BP PLC on Tuesday reported modest profit for this year's second quarter, as its performance continued to be held back by the 2010 Gulf of Mexico oil spill that has cost it more than $60 billion.
The British oil giant is the last of the world's biggest Western oil companies to report its quarterly earnings. Like its peers Exxon Mobil Corp. and Royal Dutch Shell PLC, BP returned to profit, saying its equivalent of U.S. net earnings was $553 million, compared with a loss of $2.2 billion during the second quarter of 2016.
The company increased its oil-and-gas production by almost 10% compared with a year earlier and has begun feeling the full effects of $7 billion in cost cuts enacted last year, said Chief Financial Officer Brian Gilvary in an interview. The result is that the company now needs a break-even oil price of $47 a barrel, down from the $60 a barrel it reported last quarter.
"We are just doing a lot of the things we said we would do," Mr. Gilvary said.
BP's share price rose over 2.5% in early London trading, as the company's results beat analyst expectations.
Mr. Gilvary said the only thing holding back BP's profit was more than $4 billion in payments related to the 2010 blowout on the Deepwater Horizon oil rig in the Gulf of Mexico. The explosion killed 11 workers, spilled millions of barrels of oil into the ocean and forced BP into a long period of retrenchment.

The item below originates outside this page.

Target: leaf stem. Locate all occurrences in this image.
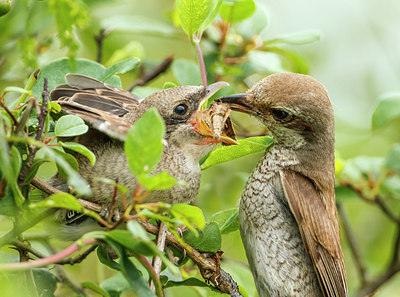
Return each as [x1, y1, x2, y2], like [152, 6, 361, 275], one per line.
[193, 35, 207, 86]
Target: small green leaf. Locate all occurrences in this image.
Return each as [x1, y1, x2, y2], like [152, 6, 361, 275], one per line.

Mr. Gilvary said the payments had a reached a "high point for the year" and "will taper down from here" to about $1 billion a year. The company reached a $20 billion settlement in 2015 with federal and state authorities that must be paid out over almost two decades.
The Deepwater Horizon incident has been a drag on BP at the worst time, weighing on the company during a historic downturn in oil prices. BP's profits and cash flow have consistently lagged behind its peers. Its net debt deepened to more than $39 billion in the second quarter, compared with about $30 billion in the same period last year, because of such payments, BP said.
Mr. Gilvary said BP was girding for oil prices in the range of $45 a barrel to $55 a barrel this year and next year, a recovery from last year's low of $27 a barrel but well below the consistently high levels of $100 a barrel seen from 2011 to 2014 before prices crashed.
BP is targeting a break-even oil price of $35 a barrel to $40 a barrel, a sign of how pessimistic big oil companies have become about the oil market's future.
Mr. Gilvary highlighted the company's improved cash flow, saying BP was covering its expenses with cash generated from operations rather than debt. The company said it generated $4.9 billion in operating cash flow in the second quarter, excluding Deepwater Horizon, compared with $3.9 billion the year before.
"BP has underperformed its peers recently and we would expect some of that underperformance to reverse in the near term," wrote Biraj Borkhataria, an oil-company analyst for RBC Capital Markets, in a note Tuesday.
Overall, BP's exploration-and-production unit was buoyed by a raft of discoveries and new projects in Senegal, Egypt, the U.K. North Sea, Trinidad and Tobago, and India. The company is turning to new projects and acquisitions to try to generate growth again, hoping to boost production by a third in the next three years.
"You're starting to see the benefits," Mr. Gilvary said.